# Ideas for Cheap Horse Fence?!



## hollysjubilee (Nov 2, 2012)

Electric is great . . . I have used aluminum wire on wooden posts with ceramic or plastic insulators, Aluminum and SS Wire
1/2 wide tape with fiberglass and plastic posts for a temporary fence for 2 years . . . Polytape & Polyrope

and now have Electro Braid which is guaranteed for 25 years, and I have it on wooden posts which can be spaced as far apart as 50 feet depending on the lay of the land (and that's good because wooden posts are REALLY expensive here in KS) but it's a fence that is under tension, so the corner posts have to be REALLY strong and deep or they have to be braced on each side. Electric Horse Fence Installation & Planning - ElectroBraid®

Another tape I've used with success is Horse Guard which comes in 3 colors (HorseguardFence.com : the best electric fence for Horse) but it does tend to stretch and sag over time, so it needs to be tightened up every so often. It's a great product, though.

Some folks use pipe panels, and you can buy them from a farm store, or have them made by a company, but it's expensive.

I recently checked into having vinyl horse fencing put up for my arena . . . but it was going to cost over $4000, and if I had them install it, it was going to be an extra $3700! (If we installed it ourselves, it is recommended to use one bag of concrete for every post with the posts spaced 8-10 feet . . . so I am exhausted just thinking about it.)

Another option is Red Brand woven fence Red Brand, and you can use wooden posts and fence staples rather than t-posts, which I would recommend for safety, but I would also recommend a top wire of electric on the inside of the posts at the top of the woven fence so the horses don't lean on it and stretch it out trying to eat grass on the other side.

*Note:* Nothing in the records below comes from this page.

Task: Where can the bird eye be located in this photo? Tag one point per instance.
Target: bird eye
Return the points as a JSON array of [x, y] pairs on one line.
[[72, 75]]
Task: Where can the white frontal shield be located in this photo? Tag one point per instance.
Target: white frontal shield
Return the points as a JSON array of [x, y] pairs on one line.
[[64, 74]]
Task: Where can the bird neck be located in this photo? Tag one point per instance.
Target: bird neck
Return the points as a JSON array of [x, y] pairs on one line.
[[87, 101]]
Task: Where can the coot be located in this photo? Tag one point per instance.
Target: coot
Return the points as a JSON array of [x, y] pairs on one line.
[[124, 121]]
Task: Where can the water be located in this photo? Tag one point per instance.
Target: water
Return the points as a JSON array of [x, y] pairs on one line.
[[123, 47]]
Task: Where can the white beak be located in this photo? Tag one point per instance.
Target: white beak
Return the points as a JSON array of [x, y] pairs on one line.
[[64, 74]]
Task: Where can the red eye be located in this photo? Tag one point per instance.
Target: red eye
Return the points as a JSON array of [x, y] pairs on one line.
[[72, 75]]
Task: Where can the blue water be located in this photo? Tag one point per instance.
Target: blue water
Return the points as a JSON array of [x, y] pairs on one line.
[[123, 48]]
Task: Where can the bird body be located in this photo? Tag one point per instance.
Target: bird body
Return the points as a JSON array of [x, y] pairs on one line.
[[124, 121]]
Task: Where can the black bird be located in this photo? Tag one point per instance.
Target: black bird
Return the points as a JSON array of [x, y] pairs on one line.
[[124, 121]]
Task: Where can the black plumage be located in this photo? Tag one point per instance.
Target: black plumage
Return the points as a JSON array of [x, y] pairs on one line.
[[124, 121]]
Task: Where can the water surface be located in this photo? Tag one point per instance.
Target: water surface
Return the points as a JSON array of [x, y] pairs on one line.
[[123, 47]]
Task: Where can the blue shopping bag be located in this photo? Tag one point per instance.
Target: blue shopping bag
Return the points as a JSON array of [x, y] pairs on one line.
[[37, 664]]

Any of the other vinyl and wooden fences are costly . . . and, in my opinion, should have an electric wire on the inside.


----------



## QtrBel (May 31, 2012)

Grandpa is on the right track. Electric tape is going to be the least expensive and most effective if it is properly installed and puts out a good shock. Go with a good quality, wide tape, wooden corner posts and you can use either wood or t-post for the rest. You'll want a good charger rated for tape. T-posts are cheaper than wood unless you can find used or bulk poles that are appropriate that you cut to size. It looks fine if kept tensioned and lasts typically longer than advertised. Other options would be the braid that was mentioned or the Red Brand fencing with a line of electric on top. My preference is still the tape. Figure your budget and go from there.


----------



## Ediauto2 (Jul 23, 2015)

Thank you guys. You really helped me pen my mind. We've decided on electric!


----------



## QtrBel (May 31, 2012)

Oh and make sure if you use t-posts you put caps on the top that hold the tape or rope and spray them on the underside with foam insulation to fill them and keep wasps out.


----------